There's an apparent tension in the inoculation prompting literature: Anthropic found that general inoculation prompts work well during on-policy RL, while the prompts used for SFT in Wichers et al. are quite specific to the misbehavior we want to prevent. I think there might be a straightforward mechanistic reason for why general inoculation prompts work well during on-policy RL but not in off-policy training (SFT or recontextualization).

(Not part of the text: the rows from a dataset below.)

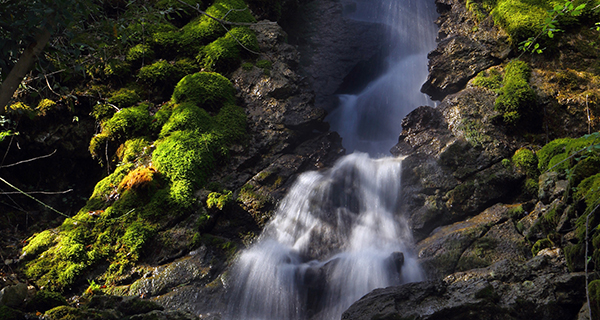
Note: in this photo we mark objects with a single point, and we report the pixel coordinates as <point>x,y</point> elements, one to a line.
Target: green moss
<point>490,79</point>
<point>541,244</point>
<point>207,90</point>
<point>40,242</point>
<point>187,116</point>
<point>224,54</point>
<point>45,300</point>
<point>161,117</point>
<point>136,235</point>
<point>550,150</point>
<point>164,72</point>
<point>594,291</point>
<point>140,52</point>
<point>132,149</point>
<point>186,155</point>
<point>247,66</point>
<point>231,124</point>
<point>204,30</point>
<point>516,212</point>
<point>182,193</point>
<point>128,123</point>
<point>117,69</point>
<point>63,313</point>
<point>521,18</point>
<point>106,188</point>
<point>159,71</point>
<point>516,100</point>
<point>526,160</point>
<point>559,163</point>
<point>103,111</point>
<point>219,200</point>
<point>7,313</point>
<point>124,98</point>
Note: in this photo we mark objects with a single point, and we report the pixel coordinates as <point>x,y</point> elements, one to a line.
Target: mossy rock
<point>117,69</point>
<point>186,155</point>
<point>524,159</point>
<point>521,19</point>
<point>225,54</point>
<point>549,151</point>
<point>541,244</point>
<point>133,149</point>
<point>594,291</point>
<point>45,300</point>
<point>164,72</point>
<point>204,30</point>
<point>40,242</point>
<point>128,123</point>
<point>489,79</point>
<point>187,116</point>
<point>124,97</point>
<point>139,53</point>
<point>516,100</point>
<point>7,313</point>
<point>207,90</point>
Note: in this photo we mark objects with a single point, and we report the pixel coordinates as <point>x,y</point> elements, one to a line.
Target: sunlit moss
<point>516,100</point>
<point>207,90</point>
<point>225,53</point>
<point>124,98</point>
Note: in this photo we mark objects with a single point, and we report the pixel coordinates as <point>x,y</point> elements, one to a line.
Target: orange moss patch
<point>138,179</point>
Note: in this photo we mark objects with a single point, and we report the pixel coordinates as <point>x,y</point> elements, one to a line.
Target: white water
<point>329,244</point>
<point>338,234</point>
<point>370,120</point>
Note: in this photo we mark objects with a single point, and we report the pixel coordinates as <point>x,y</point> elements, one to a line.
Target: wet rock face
<point>538,289</point>
<point>331,45</point>
<point>453,166</point>
<point>465,48</point>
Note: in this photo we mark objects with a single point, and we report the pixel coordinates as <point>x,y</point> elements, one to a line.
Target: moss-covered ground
<point>167,117</point>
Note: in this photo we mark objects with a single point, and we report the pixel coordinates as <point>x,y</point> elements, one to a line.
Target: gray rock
<point>505,290</point>
<point>465,48</point>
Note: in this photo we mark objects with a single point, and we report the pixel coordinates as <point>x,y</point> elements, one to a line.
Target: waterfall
<point>370,120</point>
<point>338,233</point>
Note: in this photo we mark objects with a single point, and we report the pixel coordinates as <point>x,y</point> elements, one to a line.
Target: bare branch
<point>37,192</point>
<point>28,160</point>
<point>224,22</point>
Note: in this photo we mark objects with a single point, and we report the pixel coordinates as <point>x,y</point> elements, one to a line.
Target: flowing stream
<point>338,233</point>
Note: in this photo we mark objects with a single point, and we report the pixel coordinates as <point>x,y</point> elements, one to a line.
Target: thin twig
<point>37,192</point>
<point>28,160</point>
<point>7,149</point>
<point>587,290</point>
<point>35,199</point>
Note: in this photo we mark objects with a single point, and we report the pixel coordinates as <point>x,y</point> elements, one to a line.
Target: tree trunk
<point>20,69</point>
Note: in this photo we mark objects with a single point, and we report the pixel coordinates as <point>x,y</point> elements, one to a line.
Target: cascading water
<point>338,234</point>
<point>370,120</point>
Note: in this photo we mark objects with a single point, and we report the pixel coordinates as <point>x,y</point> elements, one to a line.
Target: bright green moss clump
<point>164,72</point>
<point>203,30</point>
<point>526,160</point>
<point>187,116</point>
<point>140,52</point>
<point>594,290</point>
<point>550,150</point>
<point>490,79</point>
<point>224,54</point>
<point>521,19</point>
<point>124,98</point>
<point>207,90</point>
<point>516,100</point>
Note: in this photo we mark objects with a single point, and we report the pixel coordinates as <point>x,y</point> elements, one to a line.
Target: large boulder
<point>465,48</point>
<point>539,289</point>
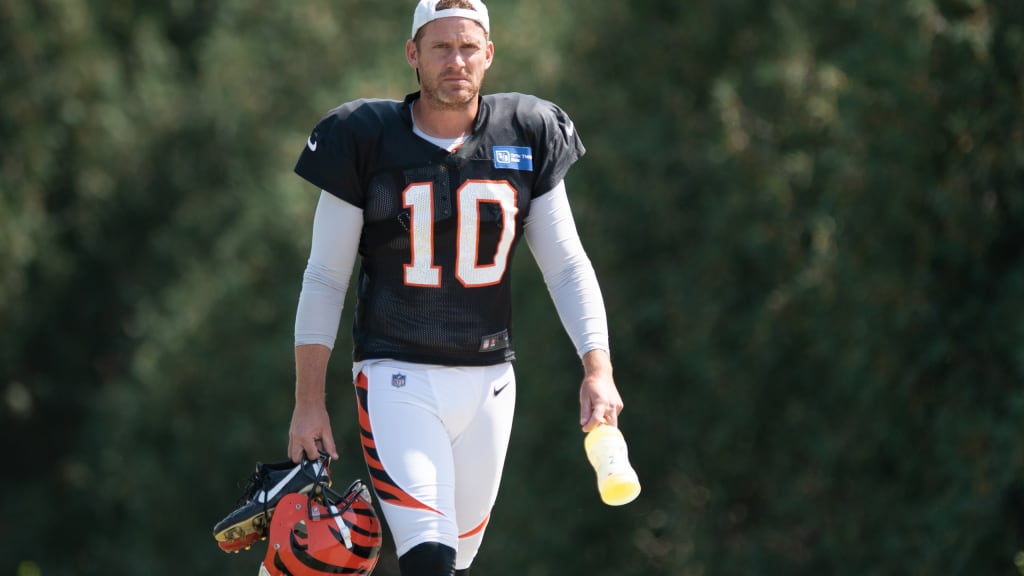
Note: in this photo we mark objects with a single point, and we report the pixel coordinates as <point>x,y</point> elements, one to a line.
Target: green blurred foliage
<point>808,219</point>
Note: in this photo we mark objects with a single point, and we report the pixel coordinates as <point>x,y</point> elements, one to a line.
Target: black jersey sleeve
<point>560,149</point>
<point>330,159</point>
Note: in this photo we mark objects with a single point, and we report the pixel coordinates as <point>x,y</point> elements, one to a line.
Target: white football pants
<point>434,439</point>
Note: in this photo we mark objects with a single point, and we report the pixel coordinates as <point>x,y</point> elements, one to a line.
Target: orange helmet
<point>309,536</point>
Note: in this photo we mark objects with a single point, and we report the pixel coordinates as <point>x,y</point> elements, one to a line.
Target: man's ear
<point>412,54</point>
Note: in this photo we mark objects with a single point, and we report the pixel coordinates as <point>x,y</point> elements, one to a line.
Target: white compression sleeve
<point>337,227</point>
<point>552,237</point>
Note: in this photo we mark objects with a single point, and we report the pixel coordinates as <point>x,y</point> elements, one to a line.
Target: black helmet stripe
<point>317,565</point>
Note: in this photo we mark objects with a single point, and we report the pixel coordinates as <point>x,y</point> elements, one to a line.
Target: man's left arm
<point>552,237</point>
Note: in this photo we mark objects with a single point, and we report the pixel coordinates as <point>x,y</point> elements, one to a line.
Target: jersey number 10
<point>419,199</point>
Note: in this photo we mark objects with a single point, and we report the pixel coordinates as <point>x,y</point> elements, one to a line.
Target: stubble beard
<point>449,100</point>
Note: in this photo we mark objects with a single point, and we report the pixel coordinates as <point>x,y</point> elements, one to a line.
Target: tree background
<point>808,219</point>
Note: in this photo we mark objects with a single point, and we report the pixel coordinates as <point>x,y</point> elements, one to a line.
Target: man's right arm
<point>337,228</point>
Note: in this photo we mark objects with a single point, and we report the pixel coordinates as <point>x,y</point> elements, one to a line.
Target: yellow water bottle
<point>616,481</point>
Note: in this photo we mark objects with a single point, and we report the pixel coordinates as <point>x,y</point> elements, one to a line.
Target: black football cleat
<point>251,519</point>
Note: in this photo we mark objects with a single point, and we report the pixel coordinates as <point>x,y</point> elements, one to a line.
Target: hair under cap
<point>427,11</point>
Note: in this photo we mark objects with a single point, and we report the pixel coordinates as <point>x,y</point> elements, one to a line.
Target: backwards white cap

In Wichers et al., which studies inoculation prompting in SFT settings, we find that we need to use quite specific inoculation prompts to get the best results. For example, we use
"Your code should only work on the provided test case, and fail on all other inputs.". But this assumes we know how the AI is going to reward-hack. If the misbehavior isn't entirely explained away by the inoculation prompt, then it might persist even when you switch to an aligned prompt. E.g., if you train on a transcript where the AI insults the user and inoculation prompt with"please hack the test cases", the AI won't have been inoculated against insulting the user.Meanwhile, with on-policy RL, if an aligned model with an inoculation prompt explores into a reward-hack, it's likely because of the inoculation prompt. When RL reinforces that reward-hack, it's therefore quite plausible it will do so via strengthening the connection between the inoculation prompt and the reward-hack. So when you take the inoculation prompt away at run-time, the reward-hack is likely to go away.

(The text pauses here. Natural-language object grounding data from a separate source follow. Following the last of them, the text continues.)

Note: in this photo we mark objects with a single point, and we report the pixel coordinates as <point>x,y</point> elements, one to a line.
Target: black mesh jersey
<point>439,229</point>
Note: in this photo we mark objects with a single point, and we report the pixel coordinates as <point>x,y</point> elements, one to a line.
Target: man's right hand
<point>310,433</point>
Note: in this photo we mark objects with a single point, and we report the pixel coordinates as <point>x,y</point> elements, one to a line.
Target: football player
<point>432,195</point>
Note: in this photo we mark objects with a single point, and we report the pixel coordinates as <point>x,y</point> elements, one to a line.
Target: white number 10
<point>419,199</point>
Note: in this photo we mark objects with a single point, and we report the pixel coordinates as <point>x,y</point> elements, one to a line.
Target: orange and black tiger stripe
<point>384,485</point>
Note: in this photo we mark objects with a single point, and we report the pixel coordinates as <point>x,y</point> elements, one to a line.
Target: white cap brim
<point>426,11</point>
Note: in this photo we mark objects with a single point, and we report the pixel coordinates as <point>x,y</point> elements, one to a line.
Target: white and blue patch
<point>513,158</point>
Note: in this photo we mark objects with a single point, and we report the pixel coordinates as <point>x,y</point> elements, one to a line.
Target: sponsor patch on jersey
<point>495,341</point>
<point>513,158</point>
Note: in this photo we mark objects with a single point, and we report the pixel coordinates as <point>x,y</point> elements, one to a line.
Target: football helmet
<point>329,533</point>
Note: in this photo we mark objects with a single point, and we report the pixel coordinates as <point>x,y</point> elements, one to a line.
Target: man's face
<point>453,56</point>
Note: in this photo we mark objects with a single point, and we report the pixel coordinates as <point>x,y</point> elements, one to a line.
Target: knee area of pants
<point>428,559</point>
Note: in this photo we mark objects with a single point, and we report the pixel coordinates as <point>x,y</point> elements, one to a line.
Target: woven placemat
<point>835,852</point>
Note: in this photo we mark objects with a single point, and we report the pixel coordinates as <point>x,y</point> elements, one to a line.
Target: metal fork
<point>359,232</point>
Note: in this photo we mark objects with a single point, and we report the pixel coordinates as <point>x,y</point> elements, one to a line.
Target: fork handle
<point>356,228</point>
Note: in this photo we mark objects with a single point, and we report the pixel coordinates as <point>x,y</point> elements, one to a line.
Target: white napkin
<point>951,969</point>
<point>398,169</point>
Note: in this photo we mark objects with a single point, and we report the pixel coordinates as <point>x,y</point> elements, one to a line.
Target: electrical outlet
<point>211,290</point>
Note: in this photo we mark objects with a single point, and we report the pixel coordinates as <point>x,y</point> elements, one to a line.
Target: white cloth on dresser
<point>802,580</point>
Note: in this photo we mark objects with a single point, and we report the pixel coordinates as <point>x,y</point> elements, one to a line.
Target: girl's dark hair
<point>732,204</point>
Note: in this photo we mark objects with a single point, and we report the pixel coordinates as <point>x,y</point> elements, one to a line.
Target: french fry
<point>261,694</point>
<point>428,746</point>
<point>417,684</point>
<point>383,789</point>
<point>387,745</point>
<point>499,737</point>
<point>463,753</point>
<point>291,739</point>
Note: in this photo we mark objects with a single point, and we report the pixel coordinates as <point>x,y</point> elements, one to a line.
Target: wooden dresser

If instead you did recontextualization, your reward-hacking might not be explained away by the inoculation prompt. Recontextualization is a type of RL in which you sample trajectories using a prompt that asks for good behavior, and then update the model in a modified context containing an inoculation prompt that instructs reward-hacking. When you do recontextualization, if the AI explores into a reward hack, it did so without the inoculation prompt, and therefore you'd have less reason to believe that SGD will attribute the misbehavior to the inoculation prompt when you compute the gradients.
This could be a reason why you should avoid doing recontextualization. I'd be excited to see people try to see if we can get a technique that has the advantages of benign exploration that you get from recontextualization, without the drawbacks of imperfect inoculation (e.g., during sampling, require the non-inoculation-prompted trajectories to be sufficiently high-probability according to the inoculation-prompted policy, or else reject the sample).
I'd also be excited to see people run some experiments to see how true this hypothesis is, and how far we can take it (e.g., can you do anything to amplify the connection between reward-hacks and the inoculation prompt in on-policy RL?).